Indsendt: 23. maj
What is Battle vs. Chess?
The game is an adaptation of the more or less ancient board game chess. The modern rules of chess were invented quite recently, as you will know.
Battle vs. Chess offers two campaigns, some minigames, 20 or so puzzles of which some are actual chess problems.
Battle vs. Chess does NOT offer a good AI. It is merely intended to be a compilation of some more or less funny or even unfair chess variations where you have to think unorthodox to win. It offers a good value, if you can grab it on a sale, but the DLC are even more overpriced than the main game. Now I do understand that some work went into this, and it is fun to play while it lasts, but it does not last very long. With all the basic framework already done, it would have needed only more chess variants, maybe including some popular ones to play against the AI, or maybe even against each other, other than the five that are already there.
Yes, the game has multiplayer but does not use the full potention by offering only a small part of what we find in the campaign. Sure, some campaign variations have hidden objects or fog on the board where hot-seat would be difficult to play. But even that bit of more variety for local multiplayer would greatly enhance the game.
The multiplayer - with five variants including losing chess - can be played on Hot Seat or WAN/LAN. I did not find an online multiplayer button, but maybe I overlooked something (please comment below!).
As it stands, it is a fun chess game to not be taken too seriously. Getting all the king medals in all levels was fun and sometimes luckbased, and for that it was worth receiving it as a birthday gift. :-)
Recommended? For chess fans, when it is on sale for under 5 Euro.
As of writing this review, it is 86 percent off, for which I recommend getting the game!

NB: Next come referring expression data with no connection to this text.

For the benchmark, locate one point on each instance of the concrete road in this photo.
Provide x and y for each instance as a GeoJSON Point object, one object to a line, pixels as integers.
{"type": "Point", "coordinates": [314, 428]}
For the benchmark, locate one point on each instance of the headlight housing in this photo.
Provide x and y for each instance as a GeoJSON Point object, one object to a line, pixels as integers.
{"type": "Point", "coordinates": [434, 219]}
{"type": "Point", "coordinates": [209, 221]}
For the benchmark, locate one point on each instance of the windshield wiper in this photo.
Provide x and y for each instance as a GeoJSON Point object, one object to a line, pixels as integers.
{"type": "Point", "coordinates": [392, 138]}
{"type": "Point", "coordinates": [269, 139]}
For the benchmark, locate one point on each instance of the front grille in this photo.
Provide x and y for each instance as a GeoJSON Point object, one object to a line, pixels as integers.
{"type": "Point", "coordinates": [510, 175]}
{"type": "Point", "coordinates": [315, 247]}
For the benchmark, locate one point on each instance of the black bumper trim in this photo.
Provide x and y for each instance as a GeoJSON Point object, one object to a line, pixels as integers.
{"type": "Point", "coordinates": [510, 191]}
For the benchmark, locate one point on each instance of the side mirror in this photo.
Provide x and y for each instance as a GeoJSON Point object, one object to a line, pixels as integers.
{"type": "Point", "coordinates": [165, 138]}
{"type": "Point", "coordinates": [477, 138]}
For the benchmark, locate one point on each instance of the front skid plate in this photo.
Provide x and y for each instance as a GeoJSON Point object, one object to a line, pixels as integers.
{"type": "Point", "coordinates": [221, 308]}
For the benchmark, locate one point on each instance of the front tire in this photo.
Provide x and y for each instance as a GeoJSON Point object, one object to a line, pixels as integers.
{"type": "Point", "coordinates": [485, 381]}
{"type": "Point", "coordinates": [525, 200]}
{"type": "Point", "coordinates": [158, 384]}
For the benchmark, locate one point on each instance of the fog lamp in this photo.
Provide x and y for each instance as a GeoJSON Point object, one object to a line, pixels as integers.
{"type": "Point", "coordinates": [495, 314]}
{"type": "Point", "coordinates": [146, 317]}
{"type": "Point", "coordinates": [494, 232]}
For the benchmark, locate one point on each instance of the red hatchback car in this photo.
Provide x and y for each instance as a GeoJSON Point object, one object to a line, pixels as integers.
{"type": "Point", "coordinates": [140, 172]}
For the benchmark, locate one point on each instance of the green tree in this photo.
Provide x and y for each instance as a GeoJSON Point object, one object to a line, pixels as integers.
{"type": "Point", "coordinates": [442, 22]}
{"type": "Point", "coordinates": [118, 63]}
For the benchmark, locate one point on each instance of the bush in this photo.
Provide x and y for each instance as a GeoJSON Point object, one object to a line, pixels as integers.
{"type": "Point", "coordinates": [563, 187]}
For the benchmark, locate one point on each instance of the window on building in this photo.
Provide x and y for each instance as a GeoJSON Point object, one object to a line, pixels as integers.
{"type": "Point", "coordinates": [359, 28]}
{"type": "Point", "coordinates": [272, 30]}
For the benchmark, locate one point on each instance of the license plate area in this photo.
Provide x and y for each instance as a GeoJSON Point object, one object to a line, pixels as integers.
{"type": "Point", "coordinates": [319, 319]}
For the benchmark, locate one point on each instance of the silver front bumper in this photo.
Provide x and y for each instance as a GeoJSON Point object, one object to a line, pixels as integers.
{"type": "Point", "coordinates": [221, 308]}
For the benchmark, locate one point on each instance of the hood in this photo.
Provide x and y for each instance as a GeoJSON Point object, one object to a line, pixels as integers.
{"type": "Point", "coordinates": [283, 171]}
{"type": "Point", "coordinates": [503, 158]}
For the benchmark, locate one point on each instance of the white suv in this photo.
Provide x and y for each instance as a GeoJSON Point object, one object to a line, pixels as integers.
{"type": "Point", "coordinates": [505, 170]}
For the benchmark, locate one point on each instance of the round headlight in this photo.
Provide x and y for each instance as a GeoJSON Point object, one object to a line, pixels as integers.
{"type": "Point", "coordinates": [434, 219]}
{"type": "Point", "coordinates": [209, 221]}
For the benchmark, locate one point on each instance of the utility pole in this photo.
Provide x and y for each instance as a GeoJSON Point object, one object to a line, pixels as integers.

A small summary in case you don't know chess:
Chess is a board game for two players on an 8x8 grid board. Each player has 16 pieces, divided into six kinds: One king, one queen, two rooks, two bishops, two knights, eight pawns. The pieces have different movesets, including the ability to do special moves under very restricted circumstances. One of those rules, for example, forces pawns to promote to another piece when entering the opponent's back rank.
The game is highly strategical and tactical, currently there are (as of 2015) over 200,000 registered players worldwide. It is estimated many more play it as a hobby without ever having joined a club or tournament.